A couple of paragraphs:
The footnote about “sex change surgeries” for prisoners:
I don’t think Drum (or Herrera) says anything remarkably novel here, but I do think it’s a well-put analysis. The Democrats loudly promote a lot of things, but many important things are either unmentioned or lost in the noise.
Yeah, Sackbut. If they’d stuck with abortion, they might have won. Maybe a bit thrown in about tax cuts for billionaires causing everyone else to pay higher taxes. They could have had Trump on the ropes over abortion, because no matter how much rhetoric he might use about his being good for women, it is impossible to mistake the facts that it was his appointments that pushed SCOTUS over the edge, gave them enough votes to overturn Roe v. Wade. And that was intentional, because the justices he appointed were recommended to him for that very reason.
By the time he leaves office (if he does), the Republicans will probably have the entire United States judiciary. They already have most of it, in spite of two two-term Democratic presidents and one one-term. That’s a total of twenty years of Dems in office. The Senate stonewalled candidates nominated by Bill Clinton to the effect that Dubya was able to appoint a lot of justices. As we all know, they did the same with Obama. Now they are appointing young judges across the judicial system.

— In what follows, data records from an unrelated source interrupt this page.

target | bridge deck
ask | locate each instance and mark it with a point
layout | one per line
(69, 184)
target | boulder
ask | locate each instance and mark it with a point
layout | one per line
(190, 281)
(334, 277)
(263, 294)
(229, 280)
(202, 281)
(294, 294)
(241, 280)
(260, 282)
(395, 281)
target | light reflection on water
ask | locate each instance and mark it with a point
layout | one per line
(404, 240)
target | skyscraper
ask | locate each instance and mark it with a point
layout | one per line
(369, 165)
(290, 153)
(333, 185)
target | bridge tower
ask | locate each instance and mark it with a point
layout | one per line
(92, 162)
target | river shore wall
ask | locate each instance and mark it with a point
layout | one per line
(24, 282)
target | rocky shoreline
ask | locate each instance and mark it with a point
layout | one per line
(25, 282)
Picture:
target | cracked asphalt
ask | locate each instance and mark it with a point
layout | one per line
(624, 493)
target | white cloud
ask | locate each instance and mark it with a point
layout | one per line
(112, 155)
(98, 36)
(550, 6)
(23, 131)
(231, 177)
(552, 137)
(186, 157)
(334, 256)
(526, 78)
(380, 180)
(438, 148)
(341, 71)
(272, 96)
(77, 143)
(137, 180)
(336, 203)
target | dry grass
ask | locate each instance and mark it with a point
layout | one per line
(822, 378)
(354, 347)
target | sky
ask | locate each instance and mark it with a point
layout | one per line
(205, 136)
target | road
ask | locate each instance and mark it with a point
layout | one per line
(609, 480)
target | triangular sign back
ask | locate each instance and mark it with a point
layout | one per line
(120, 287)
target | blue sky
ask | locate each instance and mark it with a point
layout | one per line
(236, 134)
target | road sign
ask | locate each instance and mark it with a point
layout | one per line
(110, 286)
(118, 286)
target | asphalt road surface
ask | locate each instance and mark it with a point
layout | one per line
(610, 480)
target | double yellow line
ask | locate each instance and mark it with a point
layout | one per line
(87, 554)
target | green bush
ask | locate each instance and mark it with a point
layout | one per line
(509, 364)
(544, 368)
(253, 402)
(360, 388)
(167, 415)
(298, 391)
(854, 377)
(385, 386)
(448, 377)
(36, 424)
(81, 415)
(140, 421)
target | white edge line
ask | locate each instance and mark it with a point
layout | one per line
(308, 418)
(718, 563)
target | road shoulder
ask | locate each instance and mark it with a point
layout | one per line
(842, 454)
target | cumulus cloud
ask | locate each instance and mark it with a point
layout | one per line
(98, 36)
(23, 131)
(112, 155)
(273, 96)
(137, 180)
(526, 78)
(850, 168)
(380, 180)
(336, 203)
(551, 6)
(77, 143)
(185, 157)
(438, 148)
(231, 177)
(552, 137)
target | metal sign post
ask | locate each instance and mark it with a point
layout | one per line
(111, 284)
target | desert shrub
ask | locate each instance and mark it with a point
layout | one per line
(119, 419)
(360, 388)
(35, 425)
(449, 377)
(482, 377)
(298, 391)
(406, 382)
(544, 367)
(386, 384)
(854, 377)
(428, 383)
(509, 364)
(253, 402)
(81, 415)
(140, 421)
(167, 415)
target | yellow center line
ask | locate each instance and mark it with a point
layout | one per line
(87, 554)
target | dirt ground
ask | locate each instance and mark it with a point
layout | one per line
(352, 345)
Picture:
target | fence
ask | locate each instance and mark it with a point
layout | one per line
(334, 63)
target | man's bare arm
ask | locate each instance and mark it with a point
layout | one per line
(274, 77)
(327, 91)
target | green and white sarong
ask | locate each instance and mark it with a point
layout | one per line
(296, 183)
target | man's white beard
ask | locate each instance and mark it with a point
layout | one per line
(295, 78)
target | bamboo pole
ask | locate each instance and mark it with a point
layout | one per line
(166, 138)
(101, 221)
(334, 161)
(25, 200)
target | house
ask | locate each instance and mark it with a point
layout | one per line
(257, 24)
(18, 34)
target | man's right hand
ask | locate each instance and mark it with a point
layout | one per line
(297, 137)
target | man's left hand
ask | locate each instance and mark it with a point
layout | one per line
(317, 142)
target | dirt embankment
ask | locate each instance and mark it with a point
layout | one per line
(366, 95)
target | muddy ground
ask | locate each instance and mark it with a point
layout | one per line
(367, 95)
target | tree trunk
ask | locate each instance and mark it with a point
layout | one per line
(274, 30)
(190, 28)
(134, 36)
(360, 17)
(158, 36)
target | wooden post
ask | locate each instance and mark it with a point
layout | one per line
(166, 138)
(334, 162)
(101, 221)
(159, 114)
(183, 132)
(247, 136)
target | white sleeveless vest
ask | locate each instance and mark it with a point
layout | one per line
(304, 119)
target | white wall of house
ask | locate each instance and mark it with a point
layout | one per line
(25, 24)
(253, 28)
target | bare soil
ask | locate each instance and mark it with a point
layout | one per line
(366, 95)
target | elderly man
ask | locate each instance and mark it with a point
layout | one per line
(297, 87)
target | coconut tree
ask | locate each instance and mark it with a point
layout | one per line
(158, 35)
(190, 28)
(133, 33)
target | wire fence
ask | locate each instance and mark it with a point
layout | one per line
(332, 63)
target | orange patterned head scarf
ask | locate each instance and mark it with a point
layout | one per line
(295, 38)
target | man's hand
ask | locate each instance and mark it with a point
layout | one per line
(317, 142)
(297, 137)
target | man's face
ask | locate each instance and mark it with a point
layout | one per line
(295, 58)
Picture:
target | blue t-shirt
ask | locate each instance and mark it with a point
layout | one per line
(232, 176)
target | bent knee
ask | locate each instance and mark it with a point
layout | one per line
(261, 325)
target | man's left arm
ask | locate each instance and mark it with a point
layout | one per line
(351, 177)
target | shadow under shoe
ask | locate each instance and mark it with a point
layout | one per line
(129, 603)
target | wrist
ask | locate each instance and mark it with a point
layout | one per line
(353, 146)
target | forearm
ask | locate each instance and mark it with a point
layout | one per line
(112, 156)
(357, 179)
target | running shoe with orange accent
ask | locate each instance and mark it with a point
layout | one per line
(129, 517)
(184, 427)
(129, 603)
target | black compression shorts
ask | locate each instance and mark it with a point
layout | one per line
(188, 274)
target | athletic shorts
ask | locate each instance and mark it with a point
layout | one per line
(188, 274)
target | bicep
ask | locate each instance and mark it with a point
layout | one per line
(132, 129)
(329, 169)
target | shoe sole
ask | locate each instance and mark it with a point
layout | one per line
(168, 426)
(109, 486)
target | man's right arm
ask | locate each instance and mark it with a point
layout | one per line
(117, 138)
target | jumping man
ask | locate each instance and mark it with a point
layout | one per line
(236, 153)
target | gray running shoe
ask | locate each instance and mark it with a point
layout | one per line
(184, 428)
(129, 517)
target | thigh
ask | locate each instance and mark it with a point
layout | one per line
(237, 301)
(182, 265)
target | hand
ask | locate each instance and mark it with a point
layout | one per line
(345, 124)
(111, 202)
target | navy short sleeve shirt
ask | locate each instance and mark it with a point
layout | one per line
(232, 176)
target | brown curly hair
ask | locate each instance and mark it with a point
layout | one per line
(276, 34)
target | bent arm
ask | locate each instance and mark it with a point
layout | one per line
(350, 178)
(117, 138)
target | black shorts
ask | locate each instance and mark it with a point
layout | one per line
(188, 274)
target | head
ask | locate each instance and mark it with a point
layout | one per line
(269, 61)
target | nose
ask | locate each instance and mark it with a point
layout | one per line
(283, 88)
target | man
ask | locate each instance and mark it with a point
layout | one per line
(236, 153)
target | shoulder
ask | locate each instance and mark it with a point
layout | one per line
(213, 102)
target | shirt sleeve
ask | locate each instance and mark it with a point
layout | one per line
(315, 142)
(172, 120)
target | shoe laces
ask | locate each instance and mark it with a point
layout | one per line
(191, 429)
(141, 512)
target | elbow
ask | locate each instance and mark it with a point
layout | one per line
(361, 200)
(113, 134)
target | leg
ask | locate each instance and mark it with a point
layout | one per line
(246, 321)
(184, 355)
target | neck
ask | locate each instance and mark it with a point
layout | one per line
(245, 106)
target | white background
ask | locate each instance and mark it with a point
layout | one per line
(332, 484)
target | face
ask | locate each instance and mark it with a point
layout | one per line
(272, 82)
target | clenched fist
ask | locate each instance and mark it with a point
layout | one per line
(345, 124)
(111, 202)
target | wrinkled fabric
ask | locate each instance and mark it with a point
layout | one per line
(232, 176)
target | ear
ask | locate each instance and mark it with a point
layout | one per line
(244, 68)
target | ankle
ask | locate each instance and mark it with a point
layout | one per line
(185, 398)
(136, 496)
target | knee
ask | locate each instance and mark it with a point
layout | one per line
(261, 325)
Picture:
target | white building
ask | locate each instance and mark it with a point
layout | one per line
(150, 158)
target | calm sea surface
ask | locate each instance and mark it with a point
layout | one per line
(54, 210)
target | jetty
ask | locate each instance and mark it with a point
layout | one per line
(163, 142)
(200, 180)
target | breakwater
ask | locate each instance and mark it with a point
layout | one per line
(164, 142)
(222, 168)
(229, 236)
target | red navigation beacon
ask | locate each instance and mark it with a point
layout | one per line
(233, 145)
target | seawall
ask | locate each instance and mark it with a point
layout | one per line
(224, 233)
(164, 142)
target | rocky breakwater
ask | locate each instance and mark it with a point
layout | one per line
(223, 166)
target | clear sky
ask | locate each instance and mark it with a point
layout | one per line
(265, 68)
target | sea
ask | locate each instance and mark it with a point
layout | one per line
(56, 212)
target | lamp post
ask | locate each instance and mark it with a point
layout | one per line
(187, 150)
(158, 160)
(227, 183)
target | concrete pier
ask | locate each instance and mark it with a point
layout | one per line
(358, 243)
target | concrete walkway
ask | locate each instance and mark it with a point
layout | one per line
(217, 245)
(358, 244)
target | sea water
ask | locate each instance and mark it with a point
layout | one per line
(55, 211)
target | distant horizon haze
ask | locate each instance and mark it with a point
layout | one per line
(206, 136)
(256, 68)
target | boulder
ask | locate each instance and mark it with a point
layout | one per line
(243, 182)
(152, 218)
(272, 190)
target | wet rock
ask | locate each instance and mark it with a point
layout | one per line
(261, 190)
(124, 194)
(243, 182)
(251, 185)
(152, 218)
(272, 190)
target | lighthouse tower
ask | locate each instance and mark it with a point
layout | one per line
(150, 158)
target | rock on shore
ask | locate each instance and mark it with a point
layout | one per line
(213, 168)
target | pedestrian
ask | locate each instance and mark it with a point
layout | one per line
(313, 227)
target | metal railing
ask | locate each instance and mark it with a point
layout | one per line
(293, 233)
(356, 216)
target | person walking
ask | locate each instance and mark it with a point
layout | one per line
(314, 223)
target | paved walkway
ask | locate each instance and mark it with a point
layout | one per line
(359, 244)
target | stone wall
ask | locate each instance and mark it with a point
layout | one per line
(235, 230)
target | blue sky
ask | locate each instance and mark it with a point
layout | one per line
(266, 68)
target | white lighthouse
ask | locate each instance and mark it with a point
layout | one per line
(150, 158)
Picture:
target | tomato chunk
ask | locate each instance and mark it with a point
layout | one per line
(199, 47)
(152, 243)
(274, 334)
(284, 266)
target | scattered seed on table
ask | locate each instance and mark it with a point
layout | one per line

That might have been a winning campaign.
iknklast: Abortion and labour issues, combined, I think, could’ve done massively better, at the very least. Harris running meant that anyone turned off by taking a strong pro-choice stance would’ve been out, anyway, so they should’ve doubled-down on that issue.
And for folks who don’t care about abortion (mostly men, of course), a really aggressive pro-labor campaign with concrete promises could’ve done a much better job mobilizing the vote than trying to get into the weeds of tariff policy.